Il numero due della Lega, Giancarlo Giorgetti, lo ha capito e da giorni suggerisce di trovare un modo per avvicinarsi al Ppe. Il plenipotenziario della Lega al Parlamento europeo, Marco Campomenosi, minaccia da tempo di uscire dal gruppo Identità e Democrazia in cui si trova la Lega a Bruxelles, non sentendosi a suo agio con le posizioni dell’AfD. Il governatore del Veneto, Luca Zaia, lo ha capito e da mesi invita il centrodestra a essere più concreto.

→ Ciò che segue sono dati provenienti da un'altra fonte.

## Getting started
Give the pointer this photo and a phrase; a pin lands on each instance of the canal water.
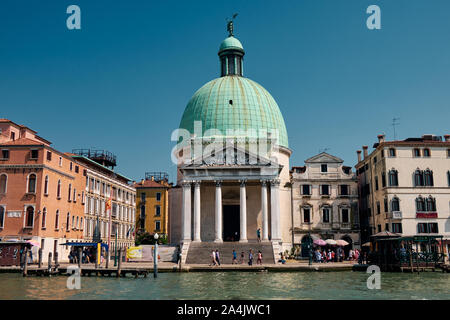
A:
(232, 285)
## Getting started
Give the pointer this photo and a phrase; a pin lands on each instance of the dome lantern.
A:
(231, 54)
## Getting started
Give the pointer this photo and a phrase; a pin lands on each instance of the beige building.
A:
(324, 202)
(405, 187)
(102, 183)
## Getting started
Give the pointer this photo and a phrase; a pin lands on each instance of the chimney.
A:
(358, 152)
(366, 154)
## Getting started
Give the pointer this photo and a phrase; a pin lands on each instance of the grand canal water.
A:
(232, 285)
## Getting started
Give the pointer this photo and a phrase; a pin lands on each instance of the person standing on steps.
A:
(217, 257)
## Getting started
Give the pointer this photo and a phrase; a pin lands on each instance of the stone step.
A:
(200, 253)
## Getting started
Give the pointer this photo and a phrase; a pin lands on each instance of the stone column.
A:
(218, 212)
(243, 216)
(197, 212)
(186, 212)
(275, 209)
(264, 208)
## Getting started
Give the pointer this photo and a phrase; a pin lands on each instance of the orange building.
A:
(41, 191)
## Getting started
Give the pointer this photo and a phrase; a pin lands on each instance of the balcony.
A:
(426, 215)
(394, 215)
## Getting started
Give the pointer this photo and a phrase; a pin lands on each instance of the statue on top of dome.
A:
(230, 25)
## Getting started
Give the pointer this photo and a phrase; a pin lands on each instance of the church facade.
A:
(233, 181)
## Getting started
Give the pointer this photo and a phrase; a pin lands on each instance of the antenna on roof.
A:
(394, 124)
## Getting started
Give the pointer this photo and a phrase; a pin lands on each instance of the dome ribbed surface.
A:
(252, 107)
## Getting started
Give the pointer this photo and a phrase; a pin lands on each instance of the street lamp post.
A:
(155, 256)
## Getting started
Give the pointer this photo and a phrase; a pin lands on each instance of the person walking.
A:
(213, 258)
(259, 260)
(217, 257)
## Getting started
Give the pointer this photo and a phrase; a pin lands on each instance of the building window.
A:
(326, 215)
(306, 189)
(345, 215)
(427, 228)
(306, 215)
(5, 154)
(395, 204)
(57, 220)
(3, 183)
(58, 190)
(34, 154)
(32, 183)
(343, 190)
(2, 216)
(44, 218)
(397, 228)
(428, 178)
(392, 152)
(70, 193)
(29, 219)
(325, 189)
(393, 178)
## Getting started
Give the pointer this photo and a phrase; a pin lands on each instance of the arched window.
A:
(428, 177)
(418, 178)
(57, 220)
(393, 178)
(395, 204)
(29, 218)
(420, 204)
(32, 183)
(58, 190)
(2, 217)
(44, 218)
(3, 183)
(431, 204)
(46, 185)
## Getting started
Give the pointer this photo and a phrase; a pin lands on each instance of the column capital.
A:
(186, 183)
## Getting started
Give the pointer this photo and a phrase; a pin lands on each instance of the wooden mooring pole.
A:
(119, 264)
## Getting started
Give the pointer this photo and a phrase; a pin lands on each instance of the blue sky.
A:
(122, 82)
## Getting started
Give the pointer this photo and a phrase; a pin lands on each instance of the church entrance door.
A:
(231, 222)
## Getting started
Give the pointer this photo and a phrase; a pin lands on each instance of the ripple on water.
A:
(232, 285)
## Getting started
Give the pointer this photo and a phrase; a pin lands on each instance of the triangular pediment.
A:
(324, 158)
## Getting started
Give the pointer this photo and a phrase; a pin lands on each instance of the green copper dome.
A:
(234, 102)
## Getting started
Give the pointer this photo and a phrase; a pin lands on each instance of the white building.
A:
(325, 202)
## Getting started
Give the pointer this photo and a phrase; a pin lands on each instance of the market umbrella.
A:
(34, 243)
(341, 243)
(320, 242)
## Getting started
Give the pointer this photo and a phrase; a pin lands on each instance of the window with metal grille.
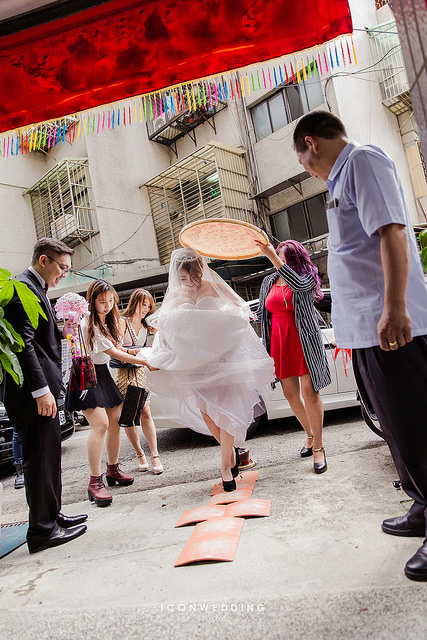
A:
(287, 105)
(301, 221)
(210, 183)
(61, 203)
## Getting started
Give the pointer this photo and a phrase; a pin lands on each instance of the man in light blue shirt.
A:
(379, 300)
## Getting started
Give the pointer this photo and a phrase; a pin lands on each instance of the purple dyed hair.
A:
(298, 259)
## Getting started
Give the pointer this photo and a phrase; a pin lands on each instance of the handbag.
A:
(83, 374)
(133, 404)
(118, 364)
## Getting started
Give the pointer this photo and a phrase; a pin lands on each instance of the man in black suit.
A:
(32, 408)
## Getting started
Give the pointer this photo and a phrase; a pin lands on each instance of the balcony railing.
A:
(391, 72)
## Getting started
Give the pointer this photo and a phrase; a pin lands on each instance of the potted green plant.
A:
(10, 341)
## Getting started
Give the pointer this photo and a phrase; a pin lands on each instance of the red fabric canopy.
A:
(124, 48)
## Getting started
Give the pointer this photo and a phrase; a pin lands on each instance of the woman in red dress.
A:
(292, 336)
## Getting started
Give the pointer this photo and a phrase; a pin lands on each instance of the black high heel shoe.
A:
(320, 467)
(229, 485)
(235, 470)
(307, 451)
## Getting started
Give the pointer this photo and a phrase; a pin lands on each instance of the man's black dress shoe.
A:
(70, 521)
(412, 523)
(57, 537)
(416, 567)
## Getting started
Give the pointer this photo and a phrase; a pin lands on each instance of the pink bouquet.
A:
(72, 307)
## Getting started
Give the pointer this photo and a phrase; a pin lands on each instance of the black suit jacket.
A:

Il governatore del Friuli Venezia Giulia, Massimiliano Fedriga, anche lui leghista, lo ha capito e ieri, dialogando con il Foglio, ha suggerito all’opposizione di provare a fare quello che finora non ha fatto, ovverosia “fare squadra”, anche con Conte, ed evitare che il governo “si metta in testa di giocare da solo”.

 

A modo suo, lo ha capito anche Giorgia Meloni, leader di Fratelli d’Italia, che assumendo la guida del gruppo parlamentare europeo di cui fa parte il suo partito, Ecr, ha ricordato che il centrodestra del futuro non potrà essere né anti europeista né filo putiniano. L’Italia, in questo ha ragione Salvini, ha certamente bisogno di una rivoluzione liberale. Ma il centrodestra, giorno dopo giorno, sembra mostrare una consapevolezza nuova: non si può promettere di cambiare l’Italia senza cambiare prima il centrodestra salviniano.